The suppliers for the industry have a fairly low level of power.  The industry is fueled by numerous suppliers offering a wide variety of products.  However, the suppliers do wield some power in proportion to their brand value.  The customers of the industry expect to purchase products from established high-end brands.  Given that the specialty retailers are limited to brands that command a premium to others, the companies in this industry to face a more limited number of suppliers than other retailers who cater to a more price-conscious customer base.  

Even limiting the suppliers to those with brand name appeal, the number of specialty retailers is still far more concentrated by contrast.  The limited number of successful retailers in this industry further dilutes the suppliers’ bargaining power.  Additionally, the suppliers have not had much success in the past with forward integrating.  The successful retailers have created a customer base that is not easily swayed by factory direct offerings.  This is in large part due to the level of customer service that those in the industry provide.  

Finally, the suppliers’ power is limited by the fact that the industry is an important customer.  For some of the suppliers, the retailers in this industry may be their only customers.  Therefore, it is in the suppliers’ best interests to protect the industry through joint advertising and reasonable pricing.

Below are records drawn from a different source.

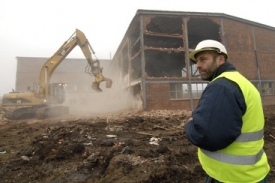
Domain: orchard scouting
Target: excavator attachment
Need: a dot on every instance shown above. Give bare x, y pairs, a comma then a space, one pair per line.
98, 79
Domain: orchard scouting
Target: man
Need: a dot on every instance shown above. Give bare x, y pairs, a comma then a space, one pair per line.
228, 123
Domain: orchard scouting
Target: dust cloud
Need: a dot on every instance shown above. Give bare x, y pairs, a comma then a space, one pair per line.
114, 100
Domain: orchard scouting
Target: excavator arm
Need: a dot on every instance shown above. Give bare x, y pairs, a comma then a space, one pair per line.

Power of Buyers (customers)

The industry’s customers have a low level of power.  As noted before, the specialty retailers focus on offering superior brand names to their customers.  This offering may be similar across retailers within the industry but it is unique in the eyes of their consumers.  In addition to differentiation, factors such as affordability, product quality and service quality further limit the customers’ power.  While the products offered are priced higher than at other department stores, these prices tend to be relatively inexpensive in comparison to the annual income of the industry’s customer base.  For these customers, the products are relatively affordable.  Given this affordability, the customers generally do not shop retailers for the best price.  Instead, they look for a high level of customer service and product quality.  All of these factors lend to a low level of customer power in this industry.

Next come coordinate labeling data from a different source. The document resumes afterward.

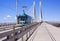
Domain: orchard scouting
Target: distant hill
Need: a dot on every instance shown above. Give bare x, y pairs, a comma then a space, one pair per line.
57, 24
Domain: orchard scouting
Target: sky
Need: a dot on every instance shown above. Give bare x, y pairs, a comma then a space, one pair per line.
50, 9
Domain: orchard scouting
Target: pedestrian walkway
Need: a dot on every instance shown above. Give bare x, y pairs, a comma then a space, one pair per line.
47, 32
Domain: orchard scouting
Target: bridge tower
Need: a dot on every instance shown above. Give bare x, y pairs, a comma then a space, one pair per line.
34, 12
16, 11
41, 18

Threat of Substitute Products

The threat of substitute products is moderate-to-high within the industry.  Essentially, the industry’s products are apparel that is high priced but typically high quality.  With their brand names, these products carry with them a perceived value.  Thus, the true price-performance relationship is to some degree inflated by the customers’ perceptions.  Since the industry offers products that are a luxury, it faces particularly high risk during times where the economy suffers.  In those times, consumers have myriad opportunities to purchase apparel of comparable quality at much lower prices.  In those times, the buyers may place a higher value on price than on the level of customer service that the industry offers.

In addition to substitute apparel, most other luxury items could be classified as substitutes for this industry’s product offerings.  Affluent buyers may decide to use their buying capacity on luxury items such as vehicles, vacations, club memberships or expensive hobbies.  Any or all of these may create a higher perceived value in the consumers’ minds than that of high-end apparel.  Fortunately for the industry, it is common that these other luxury items are purchased with excess funds after high-end apparel is acquired.